Published : Thursday, 14 March, 2019 at 12:00 AM  Count : 523
Banani Mallick

Dhaka ranked fourth among the most polluted cities in the world, according to the US Air Quality Index (AQI) on Wednesday.
The world's worst air quality was detected in Chiang Mai and Bangladesh's capital Dhaka. Dhaka scored 191 in the US Air Quality Index (AQI). The air was classified as unhealthy.
The world's worst air quality was detected in Chiang Mai, Thailand with a score of 246.
Dhaka continuously ranks among the world's most polluted cities and in this situation on Wednesday the High Court directed the director general of Department of Environment (DoE) to submit a report on what step the organization have taken to prevent air pollution in Dhaka.
Earlier talking to the Daily Observer, the DoE official said it conducted mobile courts against the persons responsible for air pollution.

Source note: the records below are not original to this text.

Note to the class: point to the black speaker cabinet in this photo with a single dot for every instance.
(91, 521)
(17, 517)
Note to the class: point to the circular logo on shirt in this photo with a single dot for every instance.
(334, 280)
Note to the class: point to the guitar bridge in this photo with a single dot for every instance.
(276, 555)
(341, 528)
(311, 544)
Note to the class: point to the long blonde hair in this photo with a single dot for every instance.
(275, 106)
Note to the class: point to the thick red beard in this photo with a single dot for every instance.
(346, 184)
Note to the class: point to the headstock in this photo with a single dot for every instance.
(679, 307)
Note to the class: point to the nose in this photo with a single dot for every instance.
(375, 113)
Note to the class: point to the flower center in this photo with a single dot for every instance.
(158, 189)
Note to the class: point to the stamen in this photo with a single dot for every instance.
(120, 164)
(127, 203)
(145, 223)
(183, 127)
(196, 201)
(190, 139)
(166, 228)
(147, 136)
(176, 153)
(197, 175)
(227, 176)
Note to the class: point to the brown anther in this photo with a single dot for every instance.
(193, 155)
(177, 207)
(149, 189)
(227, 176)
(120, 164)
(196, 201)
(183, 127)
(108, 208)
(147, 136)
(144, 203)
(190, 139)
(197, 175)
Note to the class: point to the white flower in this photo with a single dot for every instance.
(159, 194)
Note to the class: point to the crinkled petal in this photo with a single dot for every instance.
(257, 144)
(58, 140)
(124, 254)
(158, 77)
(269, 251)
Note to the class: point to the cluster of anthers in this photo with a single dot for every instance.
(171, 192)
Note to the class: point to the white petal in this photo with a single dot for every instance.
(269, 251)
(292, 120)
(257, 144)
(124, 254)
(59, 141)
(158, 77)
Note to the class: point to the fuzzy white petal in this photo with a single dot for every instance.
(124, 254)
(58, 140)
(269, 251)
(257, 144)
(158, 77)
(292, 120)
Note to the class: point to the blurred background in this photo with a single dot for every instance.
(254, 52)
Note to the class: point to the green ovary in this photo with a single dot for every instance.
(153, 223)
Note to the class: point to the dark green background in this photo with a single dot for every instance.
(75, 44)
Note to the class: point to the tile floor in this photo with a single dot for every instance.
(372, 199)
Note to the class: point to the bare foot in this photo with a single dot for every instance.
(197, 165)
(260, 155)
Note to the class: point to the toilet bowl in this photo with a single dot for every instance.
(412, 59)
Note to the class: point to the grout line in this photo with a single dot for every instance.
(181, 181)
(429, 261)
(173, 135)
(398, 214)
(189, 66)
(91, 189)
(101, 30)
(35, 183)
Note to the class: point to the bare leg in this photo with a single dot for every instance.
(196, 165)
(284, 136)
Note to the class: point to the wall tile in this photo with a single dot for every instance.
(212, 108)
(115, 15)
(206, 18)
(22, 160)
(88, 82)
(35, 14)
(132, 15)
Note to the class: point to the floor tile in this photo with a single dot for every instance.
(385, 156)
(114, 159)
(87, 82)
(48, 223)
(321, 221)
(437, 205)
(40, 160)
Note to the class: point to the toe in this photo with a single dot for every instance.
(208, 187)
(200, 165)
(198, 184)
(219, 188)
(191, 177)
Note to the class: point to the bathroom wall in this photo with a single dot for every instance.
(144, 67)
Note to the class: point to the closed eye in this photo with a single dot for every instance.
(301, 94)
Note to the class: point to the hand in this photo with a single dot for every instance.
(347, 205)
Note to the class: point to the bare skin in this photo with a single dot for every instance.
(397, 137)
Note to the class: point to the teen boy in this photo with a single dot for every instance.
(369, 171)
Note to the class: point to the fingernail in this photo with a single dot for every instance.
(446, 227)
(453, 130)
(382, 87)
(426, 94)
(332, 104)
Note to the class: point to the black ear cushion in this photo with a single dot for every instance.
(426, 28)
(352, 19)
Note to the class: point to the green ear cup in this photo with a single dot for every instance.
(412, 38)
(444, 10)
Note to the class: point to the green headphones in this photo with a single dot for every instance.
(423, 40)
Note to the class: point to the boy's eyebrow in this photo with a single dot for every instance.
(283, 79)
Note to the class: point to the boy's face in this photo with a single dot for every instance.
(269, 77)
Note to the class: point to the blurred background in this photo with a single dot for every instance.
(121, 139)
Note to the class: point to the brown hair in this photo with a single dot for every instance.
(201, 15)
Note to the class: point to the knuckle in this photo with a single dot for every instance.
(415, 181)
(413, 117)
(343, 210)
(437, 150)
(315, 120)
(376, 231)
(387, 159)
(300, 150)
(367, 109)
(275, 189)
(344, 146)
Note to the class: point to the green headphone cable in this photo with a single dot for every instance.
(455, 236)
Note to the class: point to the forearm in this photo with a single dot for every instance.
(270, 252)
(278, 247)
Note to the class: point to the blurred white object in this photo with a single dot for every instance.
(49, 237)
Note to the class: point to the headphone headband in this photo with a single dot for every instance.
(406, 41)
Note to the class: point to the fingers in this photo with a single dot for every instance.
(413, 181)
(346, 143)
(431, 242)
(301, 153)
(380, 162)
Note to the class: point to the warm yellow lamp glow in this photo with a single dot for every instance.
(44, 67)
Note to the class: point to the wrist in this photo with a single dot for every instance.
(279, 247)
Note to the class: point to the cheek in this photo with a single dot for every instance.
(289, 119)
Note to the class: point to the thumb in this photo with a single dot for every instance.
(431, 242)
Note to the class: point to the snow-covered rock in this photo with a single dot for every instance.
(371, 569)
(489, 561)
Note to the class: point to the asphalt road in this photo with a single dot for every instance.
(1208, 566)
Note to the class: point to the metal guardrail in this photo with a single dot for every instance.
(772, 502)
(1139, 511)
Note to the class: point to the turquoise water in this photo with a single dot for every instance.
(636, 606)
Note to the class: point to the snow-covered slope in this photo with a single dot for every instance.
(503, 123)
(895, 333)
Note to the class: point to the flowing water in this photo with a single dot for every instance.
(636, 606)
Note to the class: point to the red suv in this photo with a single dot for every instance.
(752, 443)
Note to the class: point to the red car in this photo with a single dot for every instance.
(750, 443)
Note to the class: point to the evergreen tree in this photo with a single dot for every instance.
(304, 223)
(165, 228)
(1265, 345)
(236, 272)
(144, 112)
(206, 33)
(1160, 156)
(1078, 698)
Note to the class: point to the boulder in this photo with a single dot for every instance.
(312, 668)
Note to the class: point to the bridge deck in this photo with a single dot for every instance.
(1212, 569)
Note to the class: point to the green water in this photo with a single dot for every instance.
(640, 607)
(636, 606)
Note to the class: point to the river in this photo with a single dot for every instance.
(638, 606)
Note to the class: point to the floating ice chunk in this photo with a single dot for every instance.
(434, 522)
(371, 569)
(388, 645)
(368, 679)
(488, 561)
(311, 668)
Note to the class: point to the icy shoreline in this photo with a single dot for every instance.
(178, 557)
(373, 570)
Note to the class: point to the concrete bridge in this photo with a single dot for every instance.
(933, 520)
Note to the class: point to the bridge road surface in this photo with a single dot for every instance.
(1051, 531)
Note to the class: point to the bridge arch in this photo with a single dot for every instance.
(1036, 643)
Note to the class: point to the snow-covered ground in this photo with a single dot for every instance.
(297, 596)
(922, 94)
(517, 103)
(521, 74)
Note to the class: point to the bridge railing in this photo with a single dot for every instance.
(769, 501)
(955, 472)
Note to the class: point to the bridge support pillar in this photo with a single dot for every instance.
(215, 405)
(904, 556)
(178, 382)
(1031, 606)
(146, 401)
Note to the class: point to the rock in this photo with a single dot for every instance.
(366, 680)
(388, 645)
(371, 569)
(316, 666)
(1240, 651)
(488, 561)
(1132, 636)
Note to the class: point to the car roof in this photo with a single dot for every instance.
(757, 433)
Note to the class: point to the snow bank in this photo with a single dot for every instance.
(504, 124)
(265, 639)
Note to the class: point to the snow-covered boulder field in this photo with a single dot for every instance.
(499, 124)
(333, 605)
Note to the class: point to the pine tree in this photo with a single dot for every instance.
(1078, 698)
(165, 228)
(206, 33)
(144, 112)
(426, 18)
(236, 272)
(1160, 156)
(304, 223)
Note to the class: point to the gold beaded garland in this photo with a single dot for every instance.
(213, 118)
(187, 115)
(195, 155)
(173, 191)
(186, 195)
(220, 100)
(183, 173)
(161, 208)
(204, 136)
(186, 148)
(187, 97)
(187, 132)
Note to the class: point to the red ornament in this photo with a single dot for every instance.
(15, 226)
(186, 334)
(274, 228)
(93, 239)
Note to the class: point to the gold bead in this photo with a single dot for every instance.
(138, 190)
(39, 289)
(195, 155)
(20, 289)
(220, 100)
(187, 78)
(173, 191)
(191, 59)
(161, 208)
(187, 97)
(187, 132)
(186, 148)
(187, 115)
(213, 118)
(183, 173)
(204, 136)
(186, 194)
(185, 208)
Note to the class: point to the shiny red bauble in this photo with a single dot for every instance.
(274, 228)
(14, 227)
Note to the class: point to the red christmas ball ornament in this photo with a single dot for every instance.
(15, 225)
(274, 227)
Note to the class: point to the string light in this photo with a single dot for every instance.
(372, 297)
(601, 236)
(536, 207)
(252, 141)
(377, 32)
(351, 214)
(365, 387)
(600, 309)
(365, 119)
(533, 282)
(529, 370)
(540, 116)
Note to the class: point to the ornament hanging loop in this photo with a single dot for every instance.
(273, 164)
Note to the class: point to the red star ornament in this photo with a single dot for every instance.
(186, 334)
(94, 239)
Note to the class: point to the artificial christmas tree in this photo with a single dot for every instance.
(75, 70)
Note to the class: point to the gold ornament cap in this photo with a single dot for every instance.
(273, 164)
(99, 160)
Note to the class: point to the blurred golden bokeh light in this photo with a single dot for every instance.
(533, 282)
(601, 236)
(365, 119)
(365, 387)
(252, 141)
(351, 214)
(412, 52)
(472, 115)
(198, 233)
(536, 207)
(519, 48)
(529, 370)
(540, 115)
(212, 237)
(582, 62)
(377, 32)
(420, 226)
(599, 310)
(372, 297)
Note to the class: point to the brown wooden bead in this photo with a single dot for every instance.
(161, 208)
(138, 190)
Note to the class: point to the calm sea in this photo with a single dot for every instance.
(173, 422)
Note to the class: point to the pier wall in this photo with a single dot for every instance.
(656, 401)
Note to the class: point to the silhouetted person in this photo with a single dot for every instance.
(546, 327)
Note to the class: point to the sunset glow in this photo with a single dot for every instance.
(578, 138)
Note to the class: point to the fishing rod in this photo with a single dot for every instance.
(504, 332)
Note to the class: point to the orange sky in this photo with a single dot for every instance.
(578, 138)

But the court said the DoE's action is not adequate as the air pollution was not reduced in Dhaka city.
The city corporation authorities have been asked to submit further reports after complying with its January 28 order.
Brick kilns, vehicles run on fuel with high levels of sulphur and construction work have been identified as major sources of air pollution.
The air quality declines during the dry months, from October to April, but improves in the monsoon.
The situation is very serious, experts say, pointing out that five of the top 10 causes of death in Bangladesh are related to air pollution.
However, a new study published in the European
Heart Journal on Monday, focused on Europe suggested that air pollution causes 790,000 premature deaths every year in Europe and 8.8 million worldwide, doubling recent assessments.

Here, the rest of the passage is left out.